Encuentro en todo esto una invitación a mirar al sapo de una manera distinta, para resignificar nuestro concepto mismo de belleza. La naturaleza está repleta de viscosidades y no es por eso menos bella. Una idea integral de la belleza debe incluir aquello que parece desagradable a la mirada moderna, cuya definición de lo bello parece estar acotada simplemente a lo bonito, a lo cómodo, de fácil digestión. Y la expansión de nuestros horizontes de belleza conlleva una expansión de nuestros horizontes de empatía.
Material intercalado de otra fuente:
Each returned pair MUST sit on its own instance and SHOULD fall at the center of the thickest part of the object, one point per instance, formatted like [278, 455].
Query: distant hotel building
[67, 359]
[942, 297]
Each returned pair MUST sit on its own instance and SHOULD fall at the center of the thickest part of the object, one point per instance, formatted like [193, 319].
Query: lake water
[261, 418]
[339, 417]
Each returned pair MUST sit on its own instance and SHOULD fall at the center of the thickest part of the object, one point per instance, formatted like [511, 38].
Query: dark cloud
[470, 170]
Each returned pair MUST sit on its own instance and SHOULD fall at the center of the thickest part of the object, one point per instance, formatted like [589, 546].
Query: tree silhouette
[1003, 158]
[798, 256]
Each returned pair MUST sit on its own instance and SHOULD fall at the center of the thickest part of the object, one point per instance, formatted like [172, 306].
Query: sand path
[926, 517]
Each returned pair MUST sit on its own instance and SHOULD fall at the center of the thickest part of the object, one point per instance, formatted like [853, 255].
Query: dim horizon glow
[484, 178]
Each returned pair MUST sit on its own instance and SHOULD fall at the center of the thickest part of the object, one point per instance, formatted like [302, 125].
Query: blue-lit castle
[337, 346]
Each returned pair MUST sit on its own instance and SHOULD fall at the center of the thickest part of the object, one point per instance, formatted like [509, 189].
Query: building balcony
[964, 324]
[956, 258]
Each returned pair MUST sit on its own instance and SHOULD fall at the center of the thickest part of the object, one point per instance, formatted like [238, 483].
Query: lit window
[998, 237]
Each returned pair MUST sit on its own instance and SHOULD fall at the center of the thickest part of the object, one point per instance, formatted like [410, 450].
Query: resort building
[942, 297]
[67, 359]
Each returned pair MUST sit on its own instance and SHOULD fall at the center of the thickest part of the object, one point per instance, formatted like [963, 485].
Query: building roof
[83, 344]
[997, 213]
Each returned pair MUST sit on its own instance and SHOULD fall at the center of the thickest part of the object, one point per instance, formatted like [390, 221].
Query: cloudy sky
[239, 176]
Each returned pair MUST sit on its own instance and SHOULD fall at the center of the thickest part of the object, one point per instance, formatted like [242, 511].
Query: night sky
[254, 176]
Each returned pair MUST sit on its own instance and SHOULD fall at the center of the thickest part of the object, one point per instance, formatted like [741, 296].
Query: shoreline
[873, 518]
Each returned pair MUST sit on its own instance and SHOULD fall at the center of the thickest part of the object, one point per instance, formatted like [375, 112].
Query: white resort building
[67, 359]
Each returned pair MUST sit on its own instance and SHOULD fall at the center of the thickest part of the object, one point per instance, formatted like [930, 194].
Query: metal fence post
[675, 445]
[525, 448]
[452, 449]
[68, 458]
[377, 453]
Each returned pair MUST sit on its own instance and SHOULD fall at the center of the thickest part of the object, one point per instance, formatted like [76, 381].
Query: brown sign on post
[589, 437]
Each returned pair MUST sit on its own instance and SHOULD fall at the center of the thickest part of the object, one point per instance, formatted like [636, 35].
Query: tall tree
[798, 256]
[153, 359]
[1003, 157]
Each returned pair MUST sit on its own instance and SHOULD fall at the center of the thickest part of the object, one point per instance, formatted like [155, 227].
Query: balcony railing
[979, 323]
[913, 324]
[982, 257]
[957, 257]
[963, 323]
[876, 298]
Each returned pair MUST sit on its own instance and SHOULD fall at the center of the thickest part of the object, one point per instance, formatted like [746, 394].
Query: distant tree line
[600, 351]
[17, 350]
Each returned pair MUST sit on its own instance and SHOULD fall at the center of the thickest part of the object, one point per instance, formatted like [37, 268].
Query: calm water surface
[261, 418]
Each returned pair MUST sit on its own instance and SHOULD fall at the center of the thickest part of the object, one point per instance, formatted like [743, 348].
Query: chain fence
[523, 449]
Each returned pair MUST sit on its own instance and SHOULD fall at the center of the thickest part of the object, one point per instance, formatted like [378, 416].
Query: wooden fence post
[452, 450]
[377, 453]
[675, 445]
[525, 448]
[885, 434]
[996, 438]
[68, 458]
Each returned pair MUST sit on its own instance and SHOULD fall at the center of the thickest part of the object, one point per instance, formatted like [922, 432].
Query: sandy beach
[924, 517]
El sapo nos parece feo a partir de una antropomorfización ingenua; pero si es bello, no sólo lo será por mérito propio, sino que nos invita a reconciliarnos con nuestra propia fealdad.
En diciembre del año pasado, la cuenta de Instagram @lamiradatransgresora publicó este meme:
Ignoro si la persona que administra la cuenta eligió la imagen de una rana a propósito para acompañarla de esta frase, que resume en gran medida lo que pienso a partir de estas imágenes poéticas. Parece una mera coincidencia, pero una coincidencia genial. Las cosas que consideramos bellas son más interesantes si integran algo de fealdad, de dolor o incluso de horror. También en medida que sea menos obvia su belleza, que nos veamos en la obligación de mirar de nuevo. No es la belleza fácil, la que causa placer estético y no mucho más, sino una belleza que se esconde en lo profundo, que al experimentarla ejercita nuestros mecanismos de asombro, que aparece con una «abrumadora cualidad de espejo». Me parece una apuesta más valiente. Los rincones de una ciudad repleta de neuróticos, el cine de terror, los anhelos de un enano deforme, los textos que no cupieron en los cánones literarios, la ternura en la mirada gruñona de un sapito, funcionan como recordatorios a mirar las cosas como si fueran nuevas, a vivir cada día como si fuera el primero.